Using Bepasty with non-web clients¶
pastebinit¶
pastebinit is a popular pastebin client (included in Debian, Ubuntu and maybe elsewhere) that can be configured to work with Bepasty:
Configuration¶
~/.pastebinit.xml:
<pastebinit>
<pastebin>https://bepasty.example.org</pastebin>
<format></format>
</pastebinit>
Notes:
We set an empty default format so pastebinit will transmit this (and not its internal format default, which is “text” and completely useless for us as it is not a valid content type).
~/.pastebin.d/bepasty.conf:
[pastebin]
basename = bepasty.example.org
regexp = https://bepasty.example.org
[format]
content = text
title = filename
format = contenttype
page = page
password = token
[defaults]
page = +upload
Usage¶
Simplest:
echo "test" | pastebinit
More advanced:
# give title (filename), password, input file
pastebinit -t example.py -p yourpassword -i example.py
# read from stdin, give title (filename), give format (contenttype)

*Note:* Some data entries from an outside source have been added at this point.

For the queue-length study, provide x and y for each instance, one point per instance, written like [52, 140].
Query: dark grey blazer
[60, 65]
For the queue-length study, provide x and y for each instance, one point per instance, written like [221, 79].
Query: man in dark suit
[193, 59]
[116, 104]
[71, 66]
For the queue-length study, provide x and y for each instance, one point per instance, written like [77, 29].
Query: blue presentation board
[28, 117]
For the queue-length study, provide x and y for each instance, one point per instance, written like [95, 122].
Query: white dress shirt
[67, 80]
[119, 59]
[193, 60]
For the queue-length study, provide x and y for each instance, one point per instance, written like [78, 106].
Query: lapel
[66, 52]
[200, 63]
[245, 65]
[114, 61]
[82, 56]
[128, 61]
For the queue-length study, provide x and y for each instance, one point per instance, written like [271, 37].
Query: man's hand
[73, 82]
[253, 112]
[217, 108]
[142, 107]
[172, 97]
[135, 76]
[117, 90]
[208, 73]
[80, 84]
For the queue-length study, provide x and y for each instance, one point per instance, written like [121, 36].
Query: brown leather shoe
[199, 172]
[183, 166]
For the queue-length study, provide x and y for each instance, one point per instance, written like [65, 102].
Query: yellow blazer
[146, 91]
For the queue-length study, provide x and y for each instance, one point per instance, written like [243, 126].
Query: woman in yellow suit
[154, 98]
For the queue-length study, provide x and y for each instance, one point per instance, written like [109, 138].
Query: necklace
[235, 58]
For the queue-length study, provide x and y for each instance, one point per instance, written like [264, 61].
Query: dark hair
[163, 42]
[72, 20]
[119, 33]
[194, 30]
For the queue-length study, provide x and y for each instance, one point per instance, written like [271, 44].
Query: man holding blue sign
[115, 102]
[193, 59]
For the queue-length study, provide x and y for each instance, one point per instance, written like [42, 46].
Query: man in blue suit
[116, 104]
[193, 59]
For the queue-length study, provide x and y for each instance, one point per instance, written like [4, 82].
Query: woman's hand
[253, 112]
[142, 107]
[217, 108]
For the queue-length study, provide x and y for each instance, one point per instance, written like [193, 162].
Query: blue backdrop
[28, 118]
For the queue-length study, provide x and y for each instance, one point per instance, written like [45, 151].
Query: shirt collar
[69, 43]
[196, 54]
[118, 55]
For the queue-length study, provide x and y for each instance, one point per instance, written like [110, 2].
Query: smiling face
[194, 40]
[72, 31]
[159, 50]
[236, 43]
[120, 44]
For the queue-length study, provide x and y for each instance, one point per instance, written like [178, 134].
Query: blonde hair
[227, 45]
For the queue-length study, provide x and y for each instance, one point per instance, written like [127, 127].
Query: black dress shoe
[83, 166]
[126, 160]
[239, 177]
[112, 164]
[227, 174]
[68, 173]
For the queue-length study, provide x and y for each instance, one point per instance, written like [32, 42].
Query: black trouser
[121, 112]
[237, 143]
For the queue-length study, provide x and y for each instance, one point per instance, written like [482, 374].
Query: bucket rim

cat README | pastebinit -t README -f text/plain
Notes:
We use -t (“title”) to transmit the desired filename (we do not have a “title”, but the filename that is used for downloading the pastebin is prominently displayed above the content, so it can be considered a title as well).
Bepasty guesses the content type from the filename given with -t. If you do not give a filename there or the content type is not guessable from it, you may need to give -f also (e.g., -f text/plain).
If you give the content type, but not the filename, Bepasty will make up a filename.
You need to use -p if the Bepasty instance you use requires you to log in before you can create pastebins.